L’Éducation nationale construit des « territoires numériques éducatifs ». Cela concerne à l’heure actuelle douze territoires, qui rassemblent 137 collectivités, unis avec l’Éducation nationale et d’autres partenaires. Une expérimentation pour accélérer l’acculturation au numérique via le temps scolaire.
Maillon faible
Au-delà du public scolaire, les collectivités locales s’engagent dans cette acculturation, en direction de tous les citoyens. Principal outil, développé sur les territoires : la médiation numérique. Cette médiation numérique, pour Caroline Zorn, avocate, autrice et ancienne vice-présidente de l’EuroMétropole de Strasbourg, doit être encouragée. Premier argument : sur le plan de la cybersécurité, le facteur humain fait figure de maillon faible. Former tou·tes les citoyen·nes, c’est donc accroître d’un bond la sécurité numérique du territoire.

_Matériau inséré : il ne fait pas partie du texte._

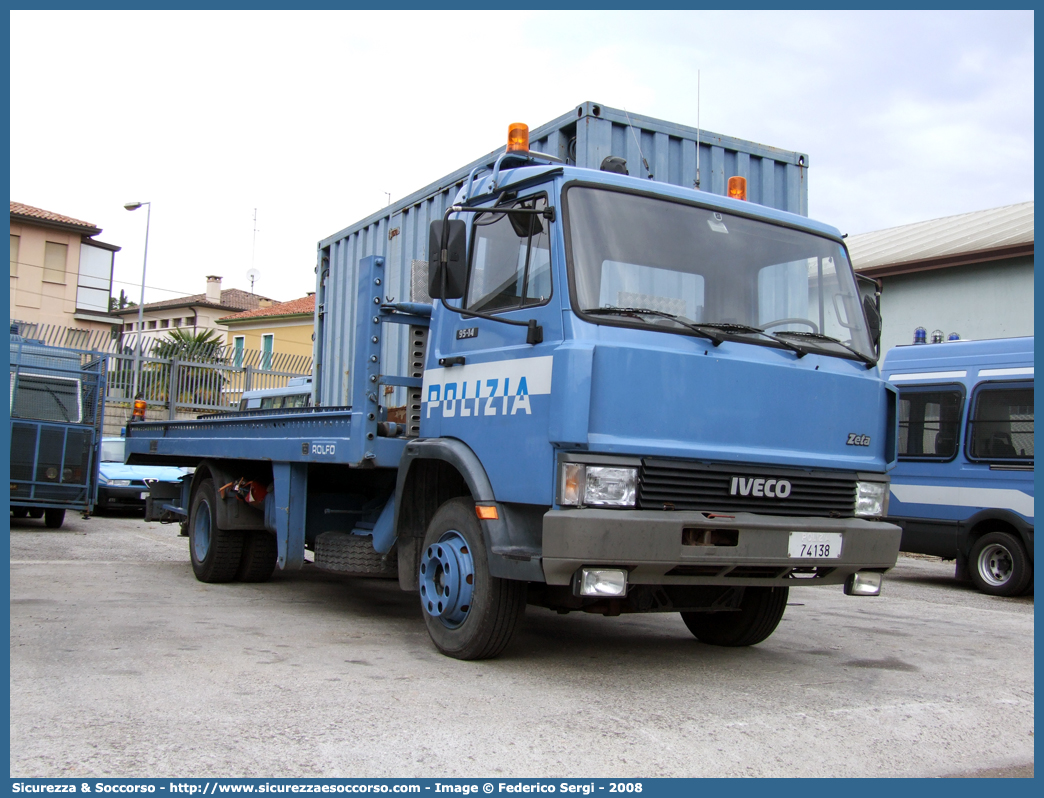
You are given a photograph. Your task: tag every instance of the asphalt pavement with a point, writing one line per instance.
(123, 664)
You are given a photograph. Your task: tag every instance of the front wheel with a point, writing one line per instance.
(999, 565)
(760, 611)
(470, 614)
(215, 553)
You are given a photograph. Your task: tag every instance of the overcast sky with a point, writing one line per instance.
(311, 117)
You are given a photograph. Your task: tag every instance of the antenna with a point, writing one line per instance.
(697, 128)
(637, 144)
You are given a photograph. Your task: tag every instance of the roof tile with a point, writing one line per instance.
(39, 213)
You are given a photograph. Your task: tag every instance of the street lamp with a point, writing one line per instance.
(141, 305)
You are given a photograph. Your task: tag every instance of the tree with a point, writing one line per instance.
(121, 303)
(182, 343)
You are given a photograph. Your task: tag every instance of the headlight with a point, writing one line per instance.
(872, 499)
(597, 486)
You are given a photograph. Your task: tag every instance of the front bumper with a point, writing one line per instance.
(648, 543)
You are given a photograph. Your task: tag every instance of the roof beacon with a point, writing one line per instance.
(737, 188)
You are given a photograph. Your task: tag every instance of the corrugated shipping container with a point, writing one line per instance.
(584, 137)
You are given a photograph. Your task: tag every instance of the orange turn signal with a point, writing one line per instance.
(518, 138)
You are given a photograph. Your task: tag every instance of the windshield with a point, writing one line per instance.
(639, 253)
(112, 451)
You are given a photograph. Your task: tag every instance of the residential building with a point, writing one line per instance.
(971, 274)
(60, 274)
(200, 311)
(282, 328)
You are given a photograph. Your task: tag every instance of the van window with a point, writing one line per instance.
(1002, 424)
(511, 264)
(929, 423)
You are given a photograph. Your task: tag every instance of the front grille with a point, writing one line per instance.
(679, 485)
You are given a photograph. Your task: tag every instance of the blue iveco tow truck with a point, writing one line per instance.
(622, 396)
(964, 487)
(55, 428)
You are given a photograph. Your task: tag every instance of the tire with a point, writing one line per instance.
(258, 559)
(470, 614)
(998, 564)
(760, 611)
(215, 553)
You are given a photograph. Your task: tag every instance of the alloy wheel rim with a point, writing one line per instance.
(995, 564)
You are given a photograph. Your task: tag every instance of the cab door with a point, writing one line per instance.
(485, 384)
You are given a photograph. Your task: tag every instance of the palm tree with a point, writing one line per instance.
(185, 345)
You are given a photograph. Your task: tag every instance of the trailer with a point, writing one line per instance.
(56, 406)
(582, 389)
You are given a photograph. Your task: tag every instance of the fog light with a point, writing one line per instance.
(863, 583)
(613, 487)
(603, 582)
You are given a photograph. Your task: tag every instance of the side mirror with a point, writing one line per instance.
(447, 265)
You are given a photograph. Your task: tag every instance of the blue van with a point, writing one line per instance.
(964, 487)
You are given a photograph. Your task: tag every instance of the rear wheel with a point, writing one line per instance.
(998, 564)
(470, 614)
(760, 611)
(215, 553)
(258, 560)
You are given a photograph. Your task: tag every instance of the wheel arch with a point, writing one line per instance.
(232, 514)
(996, 520)
(434, 471)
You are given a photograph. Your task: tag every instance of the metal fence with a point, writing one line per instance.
(176, 378)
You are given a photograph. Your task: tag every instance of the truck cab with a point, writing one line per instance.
(591, 392)
(964, 487)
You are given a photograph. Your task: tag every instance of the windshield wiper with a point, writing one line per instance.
(870, 361)
(705, 331)
(748, 329)
(711, 330)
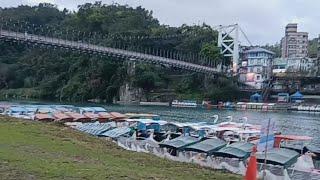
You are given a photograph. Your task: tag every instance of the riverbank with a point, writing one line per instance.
(34, 150)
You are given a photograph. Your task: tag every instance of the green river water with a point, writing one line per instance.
(293, 123)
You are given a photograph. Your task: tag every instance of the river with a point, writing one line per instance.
(294, 123)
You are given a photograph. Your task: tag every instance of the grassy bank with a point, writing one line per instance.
(34, 150)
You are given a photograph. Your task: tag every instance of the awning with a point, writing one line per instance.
(180, 142)
(279, 156)
(239, 150)
(207, 146)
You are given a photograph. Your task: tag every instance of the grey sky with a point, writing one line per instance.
(262, 20)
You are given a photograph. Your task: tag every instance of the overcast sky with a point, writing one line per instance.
(262, 20)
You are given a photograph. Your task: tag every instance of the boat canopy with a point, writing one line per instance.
(98, 109)
(117, 132)
(16, 109)
(297, 96)
(279, 156)
(87, 109)
(256, 98)
(180, 142)
(239, 150)
(207, 146)
(95, 129)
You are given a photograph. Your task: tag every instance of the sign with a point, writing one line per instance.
(266, 136)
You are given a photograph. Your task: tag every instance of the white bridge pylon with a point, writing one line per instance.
(228, 41)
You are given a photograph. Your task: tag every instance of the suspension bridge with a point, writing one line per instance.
(229, 48)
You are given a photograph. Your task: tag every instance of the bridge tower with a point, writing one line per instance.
(228, 41)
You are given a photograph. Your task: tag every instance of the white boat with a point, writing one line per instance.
(185, 103)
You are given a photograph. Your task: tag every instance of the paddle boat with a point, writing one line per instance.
(184, 104)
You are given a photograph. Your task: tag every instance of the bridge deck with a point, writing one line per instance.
(86, 47)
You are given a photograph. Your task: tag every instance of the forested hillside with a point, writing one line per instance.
(55, 74)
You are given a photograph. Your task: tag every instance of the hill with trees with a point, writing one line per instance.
(57, 74)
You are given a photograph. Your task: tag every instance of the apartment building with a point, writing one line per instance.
(256, 67)
(294, 44)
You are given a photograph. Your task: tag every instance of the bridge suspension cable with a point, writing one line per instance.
(49, 37)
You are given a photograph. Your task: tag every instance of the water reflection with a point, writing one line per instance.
(295, 123)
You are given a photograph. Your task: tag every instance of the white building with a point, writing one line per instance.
(256, 67)
(294, 43)
(305, 66)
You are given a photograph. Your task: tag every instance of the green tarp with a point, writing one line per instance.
(180, 142)
(239, 150)
(207, 146)
(279, 156)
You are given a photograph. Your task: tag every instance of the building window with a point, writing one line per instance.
(258, 70)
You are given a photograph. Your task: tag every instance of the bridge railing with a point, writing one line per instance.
(130, 55)
(91, 39)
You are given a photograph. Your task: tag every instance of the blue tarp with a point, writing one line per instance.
(297, 95)
(95, 129)
(117, 132)
(256, 97)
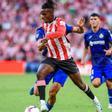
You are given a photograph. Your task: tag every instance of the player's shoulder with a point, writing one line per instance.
(86, 34)
(59, 19)
(39, 28)
(104, 30)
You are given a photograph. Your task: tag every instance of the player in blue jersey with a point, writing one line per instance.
(59, 77)
(99, 41)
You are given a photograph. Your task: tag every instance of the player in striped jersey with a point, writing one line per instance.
(59, 77)
(59, 56)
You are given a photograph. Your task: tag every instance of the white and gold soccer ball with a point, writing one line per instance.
(31, 109)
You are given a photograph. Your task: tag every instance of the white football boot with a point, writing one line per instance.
(109, 106)
(43, 107)
(97, 104)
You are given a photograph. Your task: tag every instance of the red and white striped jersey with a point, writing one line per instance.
(58, 47)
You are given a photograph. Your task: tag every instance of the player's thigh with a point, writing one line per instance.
(108, 72)
(109, 83)
(96, 76)
(44, 70)
(60, 77)
(54, 88)
(77, 80)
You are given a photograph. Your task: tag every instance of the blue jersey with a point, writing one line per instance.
(98, 42)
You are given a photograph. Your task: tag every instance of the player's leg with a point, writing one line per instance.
(109, 87)
(54, 89)
(43, 71)
(75, 76)
(34, 89)
(59, 80)
(108, 76)
(96, 76)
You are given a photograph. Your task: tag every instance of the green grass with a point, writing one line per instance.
(14, 96)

La médiation numérique représente aussi une voie de promotion des logiciels libres et des communs numériques, qui allègent l’emprise des Gafam sur les pratiques numériques. « C’est grâce à la médiation numérique qu’on peut leur faire se rendre compte que non seulement, ils et elles n’auront plus de licence à payer mais aussi qu’ils et elles pourront désormais compter sur une communauté qui améliore les produits », insiste Caroline Zorn. L’enjeu de la liberté, loin des logiciels propriétaires, n’est pas mince. « 1,5 milliard d’euros est dépensé, chaque année, pour les licences et les équipements, verrouillés par des systèmes propriétaires », rappelle l’avocate, qui regrette le manque de moyens mis sur la table par l’État. « Il faudrait 100 millions d’euros, le budget 2026 en compte 14 », pointe-t-elle.

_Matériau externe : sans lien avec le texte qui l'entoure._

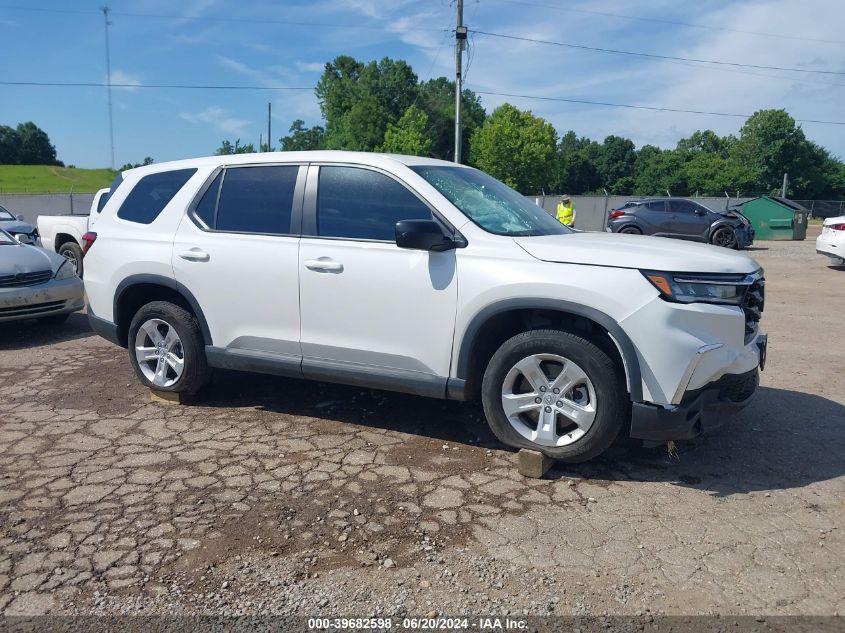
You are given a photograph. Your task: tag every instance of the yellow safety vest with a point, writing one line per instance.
(565, 215)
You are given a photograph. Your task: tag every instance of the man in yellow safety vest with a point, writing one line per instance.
(566, 211)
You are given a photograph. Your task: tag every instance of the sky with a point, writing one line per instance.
(285, 43)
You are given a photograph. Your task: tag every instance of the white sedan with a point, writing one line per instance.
(832, 240)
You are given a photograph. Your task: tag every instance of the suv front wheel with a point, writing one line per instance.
(554, 392)
(166, 348)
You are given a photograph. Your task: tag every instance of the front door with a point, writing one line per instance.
(689, 220)
(237, 254)
(367, 306)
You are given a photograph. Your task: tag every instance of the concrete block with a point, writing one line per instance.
(169, 397)
(533, 464)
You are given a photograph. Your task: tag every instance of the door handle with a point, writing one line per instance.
(324, 265)
(195, 255)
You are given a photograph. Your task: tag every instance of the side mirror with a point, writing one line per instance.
(422, 235)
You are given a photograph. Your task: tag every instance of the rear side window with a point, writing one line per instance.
(256, 199)
(152, 193)
(362, 204)
(207, 206)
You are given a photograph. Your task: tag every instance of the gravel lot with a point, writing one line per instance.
(288, 497)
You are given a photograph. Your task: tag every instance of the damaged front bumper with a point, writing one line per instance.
(699, 411)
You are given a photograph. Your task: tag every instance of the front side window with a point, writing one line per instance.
(151, 194)
(490, 204)
(362, 204)
(254, 200)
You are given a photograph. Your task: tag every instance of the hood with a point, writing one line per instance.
(17, 258)
(637, 251)
(16, 226)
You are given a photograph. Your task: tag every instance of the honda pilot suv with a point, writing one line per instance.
(426, 277)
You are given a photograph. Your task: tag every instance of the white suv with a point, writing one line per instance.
(427, 277)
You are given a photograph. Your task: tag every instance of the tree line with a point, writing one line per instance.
(26, 144)
(382, 106)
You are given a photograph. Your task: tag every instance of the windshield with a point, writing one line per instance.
(492, 205)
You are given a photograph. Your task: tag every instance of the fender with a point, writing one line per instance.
(626, 348)
(167, 282)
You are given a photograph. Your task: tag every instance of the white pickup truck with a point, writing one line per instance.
(64, 233)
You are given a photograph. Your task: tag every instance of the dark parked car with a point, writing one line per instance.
(682, 219)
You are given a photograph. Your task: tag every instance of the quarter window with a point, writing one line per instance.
(151, 194)
(208, 203)
(362, 204)
(256, 199)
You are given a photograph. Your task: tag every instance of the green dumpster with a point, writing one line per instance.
(775, 218)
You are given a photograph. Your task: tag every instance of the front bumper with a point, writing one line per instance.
(48, 299)
(700, 411)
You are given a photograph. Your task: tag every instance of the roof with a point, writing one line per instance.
(361, 158)
(786, 202)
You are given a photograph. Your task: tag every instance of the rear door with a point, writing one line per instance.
(369, 307)
(689, 220)
(236, 251)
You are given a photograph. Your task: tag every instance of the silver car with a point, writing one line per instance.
(36, 284)
(15, 225)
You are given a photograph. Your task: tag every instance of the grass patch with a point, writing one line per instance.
(50, 179)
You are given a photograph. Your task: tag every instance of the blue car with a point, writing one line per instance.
(682, 219)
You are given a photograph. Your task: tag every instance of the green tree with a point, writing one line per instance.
(359, 101)
(409, 135)
(10, 145)
(227, 148)
(616, 164)
(303, 138)
(35, 147)
(437, 99)
(771, 143)
(516, 147)
(657, 171)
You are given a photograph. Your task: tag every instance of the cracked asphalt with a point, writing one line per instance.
(288, 497)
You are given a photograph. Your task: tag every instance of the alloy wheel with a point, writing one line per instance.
(549, 400)
(159, 352)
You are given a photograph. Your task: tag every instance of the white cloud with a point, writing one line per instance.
(219, 118)
(128, 81)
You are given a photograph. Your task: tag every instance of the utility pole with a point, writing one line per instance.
(269, 112)
(460, 42)
(105, 11)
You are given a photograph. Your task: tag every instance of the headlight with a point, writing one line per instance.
(65, 271)
(695, 288)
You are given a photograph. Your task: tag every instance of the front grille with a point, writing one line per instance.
(31, 309)
(25, 279)
(752, 306)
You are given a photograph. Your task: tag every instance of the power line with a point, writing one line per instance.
(669, 22)
(656, 56)
(640, 107)
(93, 84)
(215, 18)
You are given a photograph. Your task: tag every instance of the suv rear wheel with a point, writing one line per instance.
(554, 392)
(166, 348)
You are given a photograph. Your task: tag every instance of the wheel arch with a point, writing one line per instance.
(491, 326)
(137, 290)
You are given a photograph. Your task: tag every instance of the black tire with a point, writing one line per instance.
(72, 252)
(196, 372)
(725, 237)
(612, 407)
(54, 319)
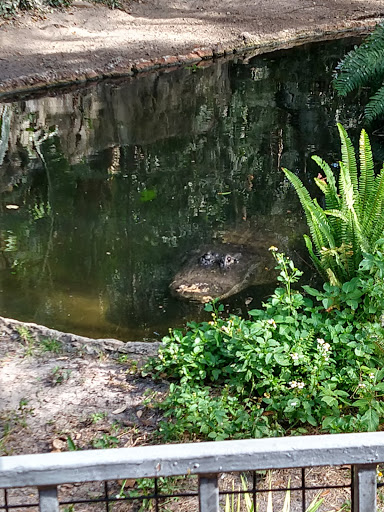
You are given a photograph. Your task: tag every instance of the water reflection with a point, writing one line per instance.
(115, 184)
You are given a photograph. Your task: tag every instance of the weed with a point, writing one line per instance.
(71, 444)
(27, 338)
(98, 416)
(59, 375)
(105, 441)
(50, 345)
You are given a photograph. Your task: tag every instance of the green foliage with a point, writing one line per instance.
(106, 441)
(304, 361)
(10, 7)
(364, 66)
(353, 218)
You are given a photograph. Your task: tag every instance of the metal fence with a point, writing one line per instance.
(358, 454)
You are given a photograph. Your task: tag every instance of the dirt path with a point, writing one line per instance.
(86, 41)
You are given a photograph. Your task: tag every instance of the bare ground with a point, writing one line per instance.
(52, 398)
(88, 41)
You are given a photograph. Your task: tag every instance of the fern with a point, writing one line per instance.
(375, 106)
(364, 66)
(354, 218)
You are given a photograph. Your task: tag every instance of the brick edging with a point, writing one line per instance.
(120, 67)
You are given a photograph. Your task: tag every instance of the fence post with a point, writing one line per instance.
(364, 488)
(208, 493)
(48, 499)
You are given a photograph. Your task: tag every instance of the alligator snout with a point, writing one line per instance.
(224, 261)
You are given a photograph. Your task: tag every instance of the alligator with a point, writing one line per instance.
(220, 271)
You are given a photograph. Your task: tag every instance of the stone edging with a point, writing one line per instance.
(73, 342)
(120, 67)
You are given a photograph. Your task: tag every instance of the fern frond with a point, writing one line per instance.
(349, 161)
(316, 219)
(367, 172)
(374, 210)
(331, 197)
(314, 258)
(361, 65)
(375, 105)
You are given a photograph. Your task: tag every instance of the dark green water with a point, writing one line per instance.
(117, 182)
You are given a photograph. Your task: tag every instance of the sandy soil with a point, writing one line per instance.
(88, 40)
(58, 389)
(47, 397)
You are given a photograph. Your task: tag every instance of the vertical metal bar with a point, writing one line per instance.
(6, 500)
(48, 499)
(208, 493)
(106, 492)
(364, 488)
(156, 496)
(254, 486)
(303, 503)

De gauche à droite, Caroline Zorn, avocate, encore vice-présidente de l'EuroMétropole
de Strasbourg lors du salon des maires, Florence Biot, sous-directrice de la transformation numérique de la Direction du Numérique pour l'éducation (DNE), Julien Tétu, PDG de La Poste Mobile, Anthony Colombani, directeur de la communication de Bouygues Telecom.
Mission d’intérêt général
Pour les opérateurs aussi, l’éducation au numérique est une responsabilité. « Notre rôle ne se limite pas à connecter, il est aussi d’accompagner les usages. Et cette responsabilité ne peut pas reposer uniquement sur les familles. », confirme Julien Têtu, président de La Poste Mobile. Anthony Colombani, directeur de la communication de Bouygues Telecom partage la même conviction : « Le numérique façonne la manière dont on s’informe, dont on apprend, dont on vit ensemble. Et accompagner cette transformation, c’est bel et bien une mission d’intérêt général. »

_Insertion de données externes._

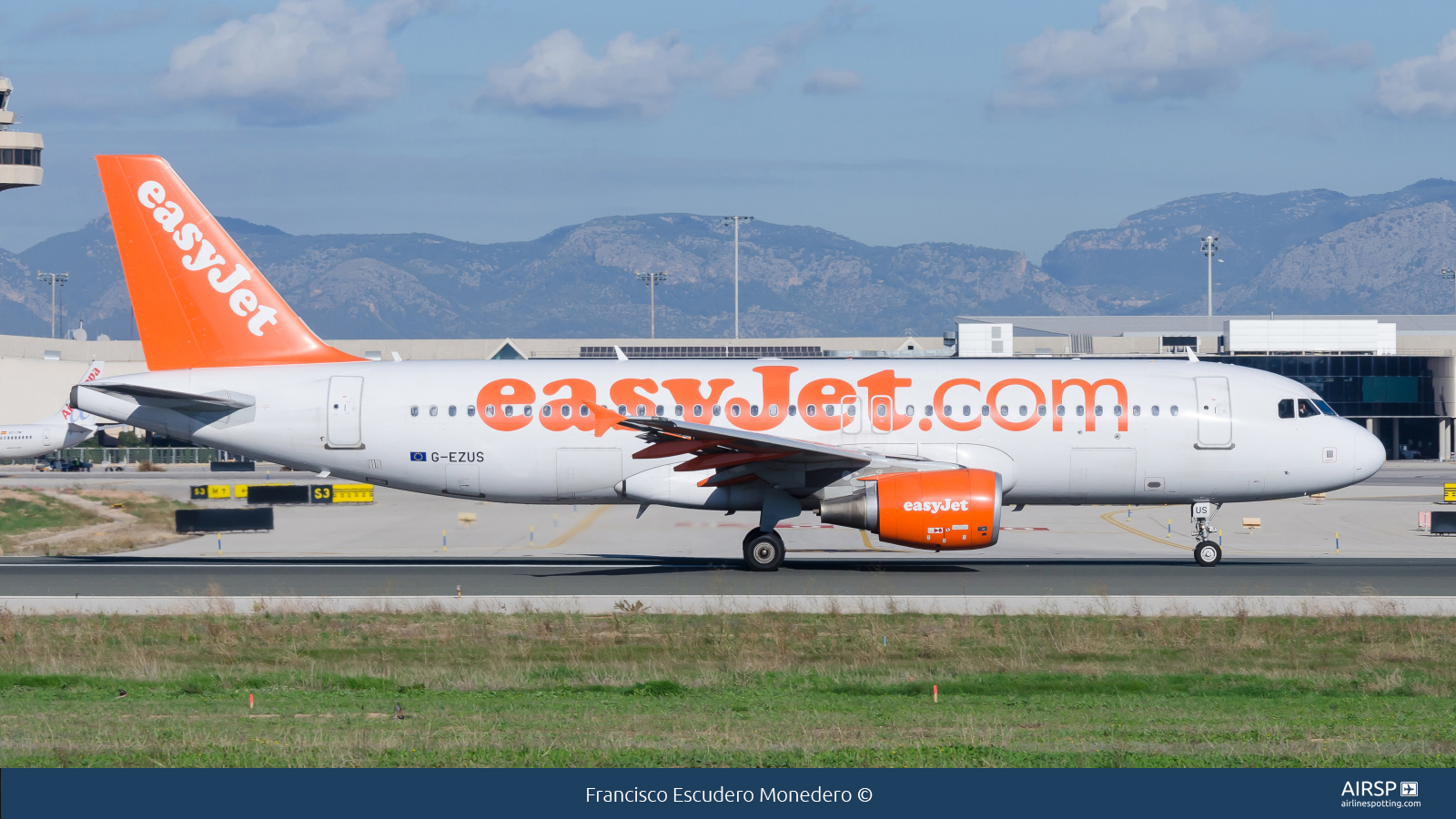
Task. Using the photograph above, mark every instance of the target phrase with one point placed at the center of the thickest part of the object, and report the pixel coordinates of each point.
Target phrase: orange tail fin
(200, 302)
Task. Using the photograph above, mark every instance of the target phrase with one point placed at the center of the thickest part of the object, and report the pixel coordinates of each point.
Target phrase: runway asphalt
(631, 576)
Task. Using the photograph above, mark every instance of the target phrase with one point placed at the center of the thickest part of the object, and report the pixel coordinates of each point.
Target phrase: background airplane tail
(76, 417)
(198, 300)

Ce qui fait la spécificité de La Poste Mobile, c’est la proximité : nous bénéficions du maillage exceptionnel du réseau postal, avec 17 000 points de contact, dont 7 000 bureaux de poste ouverts au public. Cette présence nous permet, en tant qu’opérateur, d’accompagner concrètement les usages numériques : informer, guider, expliquer, rassurer », développe Julien Têtu.
Dans un esprit comparable de proximité, Bouygues Telecom anime de son côté le programme « Reconnectés », « qui favorise le dialogue au sein des familles », décrit Anthony Colombani. Concrètement, il prend la forme d’un jeu de société et de vidéos, disponibles sur des plateformes de partage de contenus vidéos, qui permettent d’aborder les sujets de préoccupation des familles : cyberharcèlement, vie privée, équilibre des temps d’écran.